JSON.parse source text access
A proposal for extending JSON.parse
behavior to grant reviver functions access to the input source text and extending JSON.stringify
behavior to support object placeholders for raw JSON text primitives.
original 2018 September slides
Status
This proposal is at stage 3 of the TC39 Process.
Champions
- Richard Gibson
- Mathias Bynens
Motivation
Transformation between ECMAScript values and JSON text is lossy.

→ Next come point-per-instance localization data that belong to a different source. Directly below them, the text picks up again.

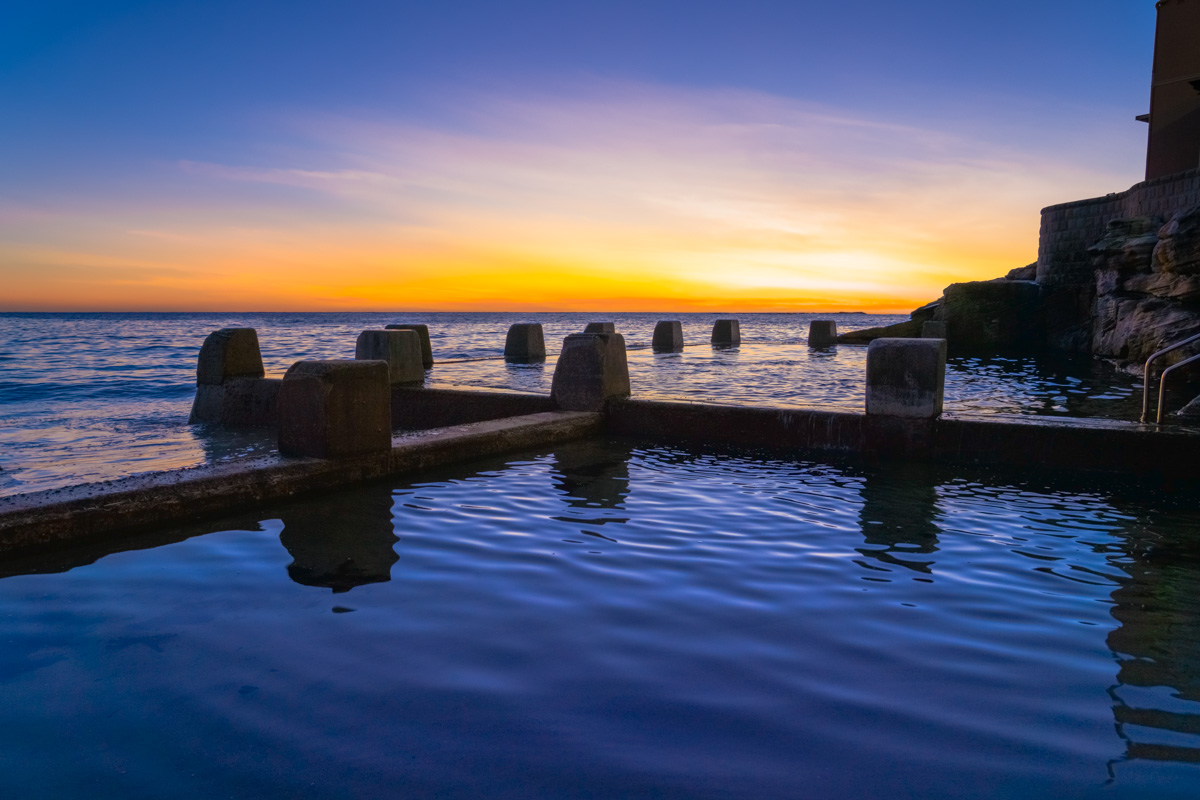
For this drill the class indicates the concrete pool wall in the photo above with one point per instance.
(437, 427)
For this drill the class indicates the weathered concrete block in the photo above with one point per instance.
(333, 409)
(822, 332)
(726, 332)
(525, 343)
(592, 370)
(229, 353)
(229, 384)
(424, 332)
(238, 401)
(905, 377)
(400, 348)
(933, 330)
(667, 336)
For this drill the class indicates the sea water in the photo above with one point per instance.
(607, 619)
(89, 397)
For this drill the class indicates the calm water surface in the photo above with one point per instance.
(87, 397)
(611, 620)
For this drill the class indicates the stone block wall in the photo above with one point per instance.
(1068, 229)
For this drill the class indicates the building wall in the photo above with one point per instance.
(1066, 271)
(1174, 142)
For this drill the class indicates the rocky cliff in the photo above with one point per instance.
(1137, 290)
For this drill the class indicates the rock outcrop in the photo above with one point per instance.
(1138, 292)
(1147, 286)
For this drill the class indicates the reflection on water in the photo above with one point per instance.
(341, 546)
(899, 517)
(625, 620)
(88, 397)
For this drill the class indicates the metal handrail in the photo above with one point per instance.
(1162, 383)
(1145, 389)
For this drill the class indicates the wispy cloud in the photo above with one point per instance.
(646, 193)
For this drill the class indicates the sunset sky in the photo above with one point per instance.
(537, 155)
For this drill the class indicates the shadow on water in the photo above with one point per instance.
(899, 516)
(593, 476)
(1157, 644)
(345, 545)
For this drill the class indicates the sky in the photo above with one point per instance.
(550, 155)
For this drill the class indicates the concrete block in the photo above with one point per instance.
(424, 332)
(667, 336)
(400, 348)
(726, 332)
(591, 371)
(905, 377)
(334, 409)
(229, 353)
(933, 330)
(238, 401)
(525, 343)
(822, 332)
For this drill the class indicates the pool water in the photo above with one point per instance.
(617, 620)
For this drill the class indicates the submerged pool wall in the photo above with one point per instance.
(437, 427)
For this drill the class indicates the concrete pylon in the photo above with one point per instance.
(335, 409)
(726, 332)
(905, 377)
(231, 388)
(400, 348)
(592, 370)
(424, 332)
(667, 337)
(822, 332)
(525, 343)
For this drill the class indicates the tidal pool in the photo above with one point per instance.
(617, 620)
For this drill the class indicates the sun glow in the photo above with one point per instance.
(616, 198)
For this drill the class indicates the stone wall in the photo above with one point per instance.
(1068, 229)
(1066, 268)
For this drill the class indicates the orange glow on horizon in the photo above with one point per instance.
(635, 200)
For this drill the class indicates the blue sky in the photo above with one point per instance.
(111, 106)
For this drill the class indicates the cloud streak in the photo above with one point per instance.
(648, 196)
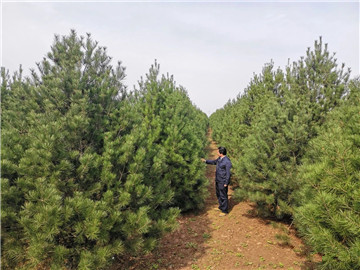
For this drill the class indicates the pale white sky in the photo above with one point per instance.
(212, 48)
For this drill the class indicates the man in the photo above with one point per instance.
(222, 178)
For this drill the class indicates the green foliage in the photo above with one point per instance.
(89, 170)
(268, 128)
(328, 215)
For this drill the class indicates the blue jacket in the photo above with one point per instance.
(223, 166)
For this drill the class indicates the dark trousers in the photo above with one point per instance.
(221, 194)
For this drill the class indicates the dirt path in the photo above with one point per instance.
(240, 240)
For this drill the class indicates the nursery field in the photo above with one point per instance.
(240, 240)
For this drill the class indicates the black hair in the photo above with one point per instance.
(222, 150)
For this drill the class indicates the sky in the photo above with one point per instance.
(212, 48)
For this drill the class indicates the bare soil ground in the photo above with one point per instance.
(240, 240)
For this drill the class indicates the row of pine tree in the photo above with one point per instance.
(294, 140)
(91, 170)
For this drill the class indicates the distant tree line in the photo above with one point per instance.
(294, 140)
(89, 169)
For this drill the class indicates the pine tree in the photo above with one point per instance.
(329, 203)
(272, 123)
(74, 186)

This is most obvious in the case of deserializing numbers (e.g., "999999999999999999"
, "999999999999999999.0"
, and "1000000000000000000"
all parse to 1000000000000000000
), but also comes up when attempting to round-tripping non-primitive values such as Date objects (e.g., JSON.parse(JSON.stringify(new Date("2018-09-25T14:00:00Z")))
yields a string "2018-09-25T14:00:00.000Z"
).
Neither of these examples is hypothetical—serializing a BigInt as JSON is specified to throw an exception because there is no output that would round-trip through JSON.parse
, and a similar concept has been raised regarding the Temporal proposal.
JSON.parse
accepts a reviver function capable of processing inbound values, but it is invoked bottom-up and receives so little context (a key, an already-lossy value, and a receiver upon which key is an own property with value value) that it is practically useless.
We intend to remedy that.
Proposed Solution
Update JSON.parse
to provide reviver functions with more arguments, primarily conveying the source text from which a value was derived (inclusive of punctuation but exclusive of leading/trailing insignificant whitespace).
Serialization
Although originally not included in this proposal, support for non-lossy serialization with JSON.stringify
(and thus also complete round-trippability) was requested and added (cf. #12), currently using special "raw JSON" frozen objects constructible with JSON.rawJSON
but possibly subject to change (cf. #18 and #19).
Illustrative examples
const digitsToBigInt = (key, val, {source}) =>
/^[0-9]+$/.test(source) ? BigInt(source) : val;
const bigIntToRawJSON = (key, val) =>
typeof val === "bigint" ? JSON.rawJSON(String(val)) : val;
const tooBigForNumber = BigInt(Number.MAX_SAFE_INTEGER) + 2n;
JSON.parse(String(tooBigForNumber), digitsToBigInt) === tooBigForNumber;
// → true
const wayTooBig = BigInt("1" + "0".repeat(1000));
JSON.parse(String(wayTooBig), digitsToBigInt) === wayTooBig;
// → true
const embedded = JSON.stringify({ tooBigForNumber }, bigIntToRawJSON);
embedded === '{"tooBigForNumber":9007199254740993}';
// → true
Potential enhancements
Expose position and input information
String.prototype.replace
passes position and input arguments to replacer functions and the return value from RegExp.prototype.exec
has "index" and "input" properties; JSON.parse
could behave similarly.
const input = '\n\t"use\\u0020strict"';
let spied;
const parsed = JSON.parse(input, (key, val, context) => (spied = context, val));
parsed === 'use strict';
// → true
spied.source === '"use\\u0020strict"';
// → true
spied.index === 2;
// → true
spied.input === input;
// → true
Supply an array of keys for understanding value context
A reviver function sees values bottom-up, but the data structure hierarchy is already known and can be supplied to it, with or without the phantom leading empty string.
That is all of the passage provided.